The target is to increase the annual number of PhD graduates from a current 1,200 to 6,000 a year and, by so doing, said Dr Carol Nonkwelo, manager of the PhD Project, "to increase diversity and strengthen the higher education, public and corporate sectors".
The PhD Project is housed at the Pretoria-based National Research Foundation, the primary agency supporting development of high-level human capacity and knowledge generation. It is a joint venture with the Department of Science and Technology and was formed in late 2007, Nonkwelo told University World News, from a realisation that helping to fund postgraduate study was not enough.
"Another component was needed. Too many doctoral students were taking longer than the average of four years to complete their degrees, or were dropping out, and students did not always know about the opportunities out there. The PhD Project provides a marketing, information and support service for postgraduate students."
The average annual growth rate of students enrolling for doctoral studies was 7.3% between 2000 and 2005, according to a recent report for the Council on Higher Education, Postgraduate Studies in South Africa: A statistical profile. The report says the annual number of doctoral graduates increased from 882 to 1,176 in that period.
But while first enrolments for masters degrees - tomorrow's doctoral students - rose at an average annual rate of 4.4%, there had been significant declines since 2003, the report says.
And while total enrolments in South African higher education nearly doubled between 1990 and 2005, and the annual number of graduates more than doubled - from 56,744 to 120,385 - the proportion of postgraduate students declined from 31% to 27%.
The report says postgraduates were studying for longer, that the mean age of graduating had risen substantially - to an average of 34 years for masters and 40 years for doctoral students - and that the burden of supervision had increased across all fields of science, to 5.2 masters students and 2.2 doctoral students per supervisor.
"High international demand for South African graduates, together with the continuing brain drain, provides an urgent imperative to increase the production of postgraduate students in order for the country to remain competitive and to be able to generate knowledge that is responsive to a wide range of societal needs," the report concludes.
The results reaffirmed "the pressing need to prioritise the support and funding of greater numbers of postgraduate students and to ensure that there is a clear, easily-accessible and sought-after transition from undergraduate to postgraduate studies".
Nonkwelo said the annual fair had brought students together with representatives of national and international universities, funding agencies and companies so they could learn of opportunities and criteria for study and the kinds of skills required when they graduated.
The project's mandate was to promote and secure foreign and local PhD study opportunities, offer bursary packages to PhD and post-doctoral students, promote PhD education, expand the number of potential doctoral students, and establish partnerships with universities, funders and business. It was also building peer and mentor support networks.
In many cases, doctoral scholarships did not cover the responsibilities of students who also had to provide for families: "We would like to be able to offer more attractive funding," said Nonkwelo.
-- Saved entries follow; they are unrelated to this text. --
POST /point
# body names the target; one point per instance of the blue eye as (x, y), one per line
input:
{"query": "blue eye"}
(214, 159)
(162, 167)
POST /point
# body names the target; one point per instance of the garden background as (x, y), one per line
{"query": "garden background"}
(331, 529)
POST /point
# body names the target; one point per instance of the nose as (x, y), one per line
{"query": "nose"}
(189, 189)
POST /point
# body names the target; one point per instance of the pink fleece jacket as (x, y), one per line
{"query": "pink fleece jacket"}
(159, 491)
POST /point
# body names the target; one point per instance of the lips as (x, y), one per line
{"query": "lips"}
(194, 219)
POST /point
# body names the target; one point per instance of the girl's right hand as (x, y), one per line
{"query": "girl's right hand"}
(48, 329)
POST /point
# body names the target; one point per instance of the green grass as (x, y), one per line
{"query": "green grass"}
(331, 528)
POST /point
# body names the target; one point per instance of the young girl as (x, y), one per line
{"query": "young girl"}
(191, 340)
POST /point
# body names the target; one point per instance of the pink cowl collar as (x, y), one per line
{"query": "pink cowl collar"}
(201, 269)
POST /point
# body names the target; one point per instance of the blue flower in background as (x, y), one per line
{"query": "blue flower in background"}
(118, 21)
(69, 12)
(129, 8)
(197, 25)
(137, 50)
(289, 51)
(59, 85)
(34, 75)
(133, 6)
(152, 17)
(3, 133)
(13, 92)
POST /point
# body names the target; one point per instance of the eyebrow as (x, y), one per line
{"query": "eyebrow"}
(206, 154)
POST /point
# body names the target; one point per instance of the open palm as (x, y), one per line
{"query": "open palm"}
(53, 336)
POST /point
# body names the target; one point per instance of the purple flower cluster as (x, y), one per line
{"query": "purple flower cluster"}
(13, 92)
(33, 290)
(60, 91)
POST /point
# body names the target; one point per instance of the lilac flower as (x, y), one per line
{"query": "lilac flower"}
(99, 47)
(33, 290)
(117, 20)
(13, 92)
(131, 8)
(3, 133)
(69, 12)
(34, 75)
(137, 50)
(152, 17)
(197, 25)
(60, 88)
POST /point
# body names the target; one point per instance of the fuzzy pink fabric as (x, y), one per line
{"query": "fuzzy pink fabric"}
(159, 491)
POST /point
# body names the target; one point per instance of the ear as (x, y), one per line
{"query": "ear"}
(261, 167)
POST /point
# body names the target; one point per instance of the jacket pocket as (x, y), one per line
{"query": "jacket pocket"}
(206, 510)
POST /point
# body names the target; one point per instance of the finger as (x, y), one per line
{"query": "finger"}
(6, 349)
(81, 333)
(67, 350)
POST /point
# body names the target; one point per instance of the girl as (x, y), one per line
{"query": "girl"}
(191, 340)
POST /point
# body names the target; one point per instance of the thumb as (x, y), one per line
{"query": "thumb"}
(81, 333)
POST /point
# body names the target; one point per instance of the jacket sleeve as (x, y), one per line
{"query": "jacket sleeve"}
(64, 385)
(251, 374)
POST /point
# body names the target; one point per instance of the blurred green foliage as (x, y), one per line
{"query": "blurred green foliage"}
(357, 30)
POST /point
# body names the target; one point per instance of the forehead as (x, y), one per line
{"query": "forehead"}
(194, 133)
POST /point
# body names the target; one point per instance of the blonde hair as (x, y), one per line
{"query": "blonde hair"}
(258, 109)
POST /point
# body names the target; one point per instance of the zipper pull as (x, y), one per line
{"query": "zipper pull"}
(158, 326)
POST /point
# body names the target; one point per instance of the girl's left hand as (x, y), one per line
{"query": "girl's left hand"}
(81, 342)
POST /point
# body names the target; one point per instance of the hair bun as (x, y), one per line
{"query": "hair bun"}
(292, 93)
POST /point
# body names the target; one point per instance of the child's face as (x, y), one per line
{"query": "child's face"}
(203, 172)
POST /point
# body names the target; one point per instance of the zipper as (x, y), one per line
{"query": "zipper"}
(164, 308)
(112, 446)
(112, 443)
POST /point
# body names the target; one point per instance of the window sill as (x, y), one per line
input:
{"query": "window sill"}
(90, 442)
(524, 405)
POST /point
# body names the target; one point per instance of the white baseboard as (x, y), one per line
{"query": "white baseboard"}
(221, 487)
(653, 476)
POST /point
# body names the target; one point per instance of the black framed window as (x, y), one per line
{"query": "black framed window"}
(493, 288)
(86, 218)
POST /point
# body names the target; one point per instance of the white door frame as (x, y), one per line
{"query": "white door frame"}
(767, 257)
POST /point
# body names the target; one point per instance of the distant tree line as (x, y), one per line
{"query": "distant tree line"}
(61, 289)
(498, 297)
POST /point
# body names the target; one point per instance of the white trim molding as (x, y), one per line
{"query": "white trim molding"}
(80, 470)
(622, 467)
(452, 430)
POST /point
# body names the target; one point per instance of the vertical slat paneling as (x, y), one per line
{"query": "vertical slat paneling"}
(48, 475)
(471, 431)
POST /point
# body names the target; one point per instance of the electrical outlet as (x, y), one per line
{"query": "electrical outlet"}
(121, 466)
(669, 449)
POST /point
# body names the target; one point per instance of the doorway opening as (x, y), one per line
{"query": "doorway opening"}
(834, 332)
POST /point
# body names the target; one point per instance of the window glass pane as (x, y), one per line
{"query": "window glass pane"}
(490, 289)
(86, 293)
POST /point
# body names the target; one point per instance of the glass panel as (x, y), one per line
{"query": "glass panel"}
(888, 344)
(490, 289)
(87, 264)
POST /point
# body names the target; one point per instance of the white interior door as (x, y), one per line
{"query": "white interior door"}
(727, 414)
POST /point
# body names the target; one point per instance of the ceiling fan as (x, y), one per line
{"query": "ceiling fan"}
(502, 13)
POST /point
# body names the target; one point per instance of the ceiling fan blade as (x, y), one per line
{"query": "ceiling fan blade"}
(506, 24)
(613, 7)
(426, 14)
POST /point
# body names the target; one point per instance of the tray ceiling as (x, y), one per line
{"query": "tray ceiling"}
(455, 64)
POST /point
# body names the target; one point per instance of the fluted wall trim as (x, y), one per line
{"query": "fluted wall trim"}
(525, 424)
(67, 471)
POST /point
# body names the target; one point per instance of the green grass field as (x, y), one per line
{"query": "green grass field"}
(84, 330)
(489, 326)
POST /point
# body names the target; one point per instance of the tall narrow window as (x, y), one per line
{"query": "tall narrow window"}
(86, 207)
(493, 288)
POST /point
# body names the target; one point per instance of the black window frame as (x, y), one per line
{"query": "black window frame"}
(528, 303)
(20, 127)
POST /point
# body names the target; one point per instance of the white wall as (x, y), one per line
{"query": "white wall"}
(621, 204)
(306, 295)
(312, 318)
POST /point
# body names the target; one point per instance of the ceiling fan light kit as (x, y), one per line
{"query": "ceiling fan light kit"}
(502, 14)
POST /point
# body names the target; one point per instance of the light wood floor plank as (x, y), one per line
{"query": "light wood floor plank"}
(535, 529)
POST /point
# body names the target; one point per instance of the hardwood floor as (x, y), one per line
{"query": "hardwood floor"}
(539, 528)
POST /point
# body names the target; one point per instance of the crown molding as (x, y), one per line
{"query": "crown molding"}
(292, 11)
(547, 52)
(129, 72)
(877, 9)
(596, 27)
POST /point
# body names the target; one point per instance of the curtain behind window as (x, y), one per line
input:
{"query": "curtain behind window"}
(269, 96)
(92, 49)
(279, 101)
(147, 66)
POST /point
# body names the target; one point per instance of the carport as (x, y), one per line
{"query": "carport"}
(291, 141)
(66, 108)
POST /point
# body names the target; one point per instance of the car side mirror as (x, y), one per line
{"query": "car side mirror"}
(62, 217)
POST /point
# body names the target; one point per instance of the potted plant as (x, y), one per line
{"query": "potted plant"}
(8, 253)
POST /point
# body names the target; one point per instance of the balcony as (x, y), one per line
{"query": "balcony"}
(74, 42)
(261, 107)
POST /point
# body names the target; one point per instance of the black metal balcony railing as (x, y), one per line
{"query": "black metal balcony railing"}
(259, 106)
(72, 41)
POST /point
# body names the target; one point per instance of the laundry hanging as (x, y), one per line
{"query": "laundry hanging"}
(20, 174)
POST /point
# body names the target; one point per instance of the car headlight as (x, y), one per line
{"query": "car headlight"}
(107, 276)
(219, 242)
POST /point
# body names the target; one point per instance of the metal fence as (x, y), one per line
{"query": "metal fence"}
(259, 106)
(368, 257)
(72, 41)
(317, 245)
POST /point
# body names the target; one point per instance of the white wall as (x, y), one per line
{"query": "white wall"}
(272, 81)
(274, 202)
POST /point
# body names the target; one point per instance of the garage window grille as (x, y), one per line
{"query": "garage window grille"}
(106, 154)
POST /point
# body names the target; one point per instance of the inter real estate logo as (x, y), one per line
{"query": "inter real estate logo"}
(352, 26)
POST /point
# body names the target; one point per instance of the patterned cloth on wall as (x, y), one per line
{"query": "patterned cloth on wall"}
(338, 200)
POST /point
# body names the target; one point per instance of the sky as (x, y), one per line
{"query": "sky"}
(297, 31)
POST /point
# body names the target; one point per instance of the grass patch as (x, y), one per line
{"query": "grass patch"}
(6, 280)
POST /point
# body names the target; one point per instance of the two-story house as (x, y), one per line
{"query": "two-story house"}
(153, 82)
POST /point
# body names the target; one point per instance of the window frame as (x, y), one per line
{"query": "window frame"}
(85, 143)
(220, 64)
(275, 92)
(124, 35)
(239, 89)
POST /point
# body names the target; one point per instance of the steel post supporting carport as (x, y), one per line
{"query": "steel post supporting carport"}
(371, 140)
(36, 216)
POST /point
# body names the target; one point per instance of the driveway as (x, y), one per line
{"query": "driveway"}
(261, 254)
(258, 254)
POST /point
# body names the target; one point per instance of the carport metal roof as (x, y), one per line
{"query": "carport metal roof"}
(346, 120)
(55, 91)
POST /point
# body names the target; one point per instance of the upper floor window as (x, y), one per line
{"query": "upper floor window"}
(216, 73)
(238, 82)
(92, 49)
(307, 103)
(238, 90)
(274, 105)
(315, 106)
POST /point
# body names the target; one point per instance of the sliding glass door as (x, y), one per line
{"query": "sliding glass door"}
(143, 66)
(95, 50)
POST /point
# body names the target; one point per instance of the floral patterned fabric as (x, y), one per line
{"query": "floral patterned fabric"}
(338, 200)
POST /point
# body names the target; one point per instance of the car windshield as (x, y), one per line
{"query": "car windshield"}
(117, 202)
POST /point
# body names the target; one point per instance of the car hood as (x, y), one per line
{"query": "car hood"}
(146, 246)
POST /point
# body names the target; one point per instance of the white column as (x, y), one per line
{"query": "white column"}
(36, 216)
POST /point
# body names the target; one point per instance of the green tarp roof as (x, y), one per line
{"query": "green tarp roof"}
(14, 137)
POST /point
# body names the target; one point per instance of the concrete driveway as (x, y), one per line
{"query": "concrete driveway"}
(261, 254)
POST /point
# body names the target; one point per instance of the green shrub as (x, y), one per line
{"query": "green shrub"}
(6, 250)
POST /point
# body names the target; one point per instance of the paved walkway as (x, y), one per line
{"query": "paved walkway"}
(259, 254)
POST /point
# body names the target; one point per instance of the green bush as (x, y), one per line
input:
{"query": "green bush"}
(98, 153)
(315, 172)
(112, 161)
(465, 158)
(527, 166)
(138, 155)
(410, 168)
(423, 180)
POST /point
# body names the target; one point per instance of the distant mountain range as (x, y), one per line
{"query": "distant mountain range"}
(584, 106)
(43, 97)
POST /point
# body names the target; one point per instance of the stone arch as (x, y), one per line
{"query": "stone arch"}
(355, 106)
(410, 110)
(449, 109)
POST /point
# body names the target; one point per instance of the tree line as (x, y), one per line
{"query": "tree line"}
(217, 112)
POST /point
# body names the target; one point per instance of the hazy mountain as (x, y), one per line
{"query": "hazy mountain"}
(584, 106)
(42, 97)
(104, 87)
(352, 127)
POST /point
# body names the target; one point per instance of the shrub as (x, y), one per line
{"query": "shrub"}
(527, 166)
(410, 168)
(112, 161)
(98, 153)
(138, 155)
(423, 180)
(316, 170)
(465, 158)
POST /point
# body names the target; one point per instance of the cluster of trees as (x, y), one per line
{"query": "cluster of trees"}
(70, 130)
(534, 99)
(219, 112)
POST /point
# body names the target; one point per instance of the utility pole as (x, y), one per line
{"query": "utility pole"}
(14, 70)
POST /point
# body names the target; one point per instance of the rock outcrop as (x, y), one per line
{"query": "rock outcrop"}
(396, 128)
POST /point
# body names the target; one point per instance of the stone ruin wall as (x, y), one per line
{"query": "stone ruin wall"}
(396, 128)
A major problem in South Africa is supervisory capacity, the result of shortages of academics at universities and lack of qualified staff - only a third of teaching, research and technical staff at universities have a PhD. "To reach the target numbers we have set, we cannot rely entirely on local academics," Nonkwelo explained.
So the PhD Project was encouraging 'sandwich' or 'split-site' studies in which doctoral students, though registered at a South Africa university and with a local supervisor, could also spend time at an institution abroad with an international supervisor.
"The project is still in its infancy," Nonkwelo said. "We are developing systems and building an information database for postgraduates, training partnerships and sponsors. In future we will be a one-stop shop for postgraduate students."